Initially I set about trying to build SQL that would automatically generate a list of additions and deletions between any two revisions. However, this became unreasonably complex: we produce some of the filtering criteria in-house, and bolster them with data from some third parties. Internally, we have to keep the data from all these sources separate so that we can apply updates to them, but it all gets consolidated for the clients. The various sources can give us duplicate data, and ensuring the deltas behaved sensibly in the face of the duplicates was problematic.

So my second method to try involved running SQL queries to build tables of the "old" data and the "new" data, and then join them together in such a way as to produce the delta. This did work for small amounts of data, but once I loaded all of our standard filtering criteria into the database it ground to a halt and an analysis of how the database was handling the query suggested it was unfixable, so another idea was needed.

In the end, I've used two completely separate SQL queries - one to generate the "old" data and one to generate the "new" data. These are sorted by ID and then the PHP code loops through the two tables in parallel, comparing the IDs to see where records have been removed and added.
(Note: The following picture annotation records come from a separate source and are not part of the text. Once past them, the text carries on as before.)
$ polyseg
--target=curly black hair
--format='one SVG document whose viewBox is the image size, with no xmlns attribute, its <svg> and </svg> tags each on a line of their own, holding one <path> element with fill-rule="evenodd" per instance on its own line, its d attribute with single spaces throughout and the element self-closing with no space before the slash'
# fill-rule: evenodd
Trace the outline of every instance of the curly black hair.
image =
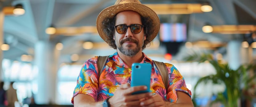
<svg viewBox="0 0 256 107">
<path fill-rule="evenodd" d="M 106 41 L 109 45 L 111 47 L 116 49 L 117 49 L 114 40 L 113 39 L 113 36 L 115 31 L 115 22 L 116 16 L 113 18 L 106 18 L 104 19 L 102 22 L 103 27 L 103 31 L 108 36 L 108 38 Z M 150 42 L 148 40 L 150 36 L 150 34 L 153 33 L 153 20 L 149 17 L 144 17 L 141 16 L 141 21 L 144 29 L 144 33 L 146 35 L 146 40 L 144 41 L 144 43 L 142 46 L 143 50 L 146 47 L 146 46 Z"/>
</svg>

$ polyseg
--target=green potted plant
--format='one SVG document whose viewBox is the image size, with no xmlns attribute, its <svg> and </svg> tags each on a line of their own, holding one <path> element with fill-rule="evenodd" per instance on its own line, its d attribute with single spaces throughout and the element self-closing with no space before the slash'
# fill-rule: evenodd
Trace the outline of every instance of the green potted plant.
<svg viewBox="0 0 256 107">
<path fill-rule="evenodd" d="M 250 76 L 249 73 L 250 69 L 255 68 L 255 66 L 252 64 L 241 65 L 234 70 L 230 68 L 228 64 L 221 64 L 214 60 L 211 54 L 206 53 L 194 54 L 185 57 L 184 59 L 199 63 L 208 61 L 216 70 L 216 74 L 199 78 L 194 87 L 194 90 L 195 90 L 198 85 L 202 82 L 205 84 L 211 82 L 213 84 L 225 84 L 225 90 L 215 95 L 216 98 L 212 104 L 220 102 L 225 107 L 238 107 L 238 101 L 240 98 L 248 95 L 241 92 L 246 92 L 254 84 L 252 82 L 255 79 L 256 76 Z M 196 97 L 195 91 L 194 92 L 194 98 Z M 248 97 L 243 97 L 249 98 Z"/>
</svg>

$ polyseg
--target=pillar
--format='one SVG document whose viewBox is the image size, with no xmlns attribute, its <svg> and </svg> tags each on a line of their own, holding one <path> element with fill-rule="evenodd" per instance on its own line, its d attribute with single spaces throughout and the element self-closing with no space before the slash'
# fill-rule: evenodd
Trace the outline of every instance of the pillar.
<svg viewBox="0 0 256 107">
<path fill-rule="evenodd" d="M 3 69 L 2 68 L 2 62 L 3 61 L 3 51 L 1 49 L 1 46 L 4 42 L 3 25 L 4 20 L 4 14 L 2 9 L 0 8 L 0 81 L 3 80 L 4 76 Z"/>
<path fill-rule="evenodd" d="M 228 42 L 227 46 L 228 63 L 230 68 L 237 69 L 242 64 L 240 53 L 242 41 L 232 40 Z"/>
<path fill-rule="evenodd" d="M 57 91 L 57 65 L 59 54 L 49 41 L 40 41 L 35 46 L 35 64 L 38 69 L 37 104 L 55 104 Z M 57 54 L 56 54 L 57 53 Z"/>
</svg>

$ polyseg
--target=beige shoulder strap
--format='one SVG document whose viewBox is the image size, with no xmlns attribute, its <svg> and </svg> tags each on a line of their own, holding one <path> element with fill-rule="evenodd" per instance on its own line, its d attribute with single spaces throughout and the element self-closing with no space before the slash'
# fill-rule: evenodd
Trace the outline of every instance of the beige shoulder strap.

Although I was hesitant to shift so much data between PostgreSQL and PHP, it does actually seem to work well. I suspect I could write some plpgsql code to do the same job on the PostgreSQL side, but honestly I don't think its necessary with the performance I've seen so far.

Now, the filtering criteria are bundled up into a gzipped xml file, which makes an initial "from-clean" download of around 8MB (obviously the deltas thereafter are much smaller). This is a lot better than the 40-odd MB download the old system does on a fresh install!

Next job is to add some extra types of data that we have to auto-update, which should be relatively trivial since I can just reuse the library code I've now written. Then I need to build client-side updater system to interface with all this. Once all that's done, I'll have our full filtering database on my test machine and can really start to test out the new web filter code to make sure its stable.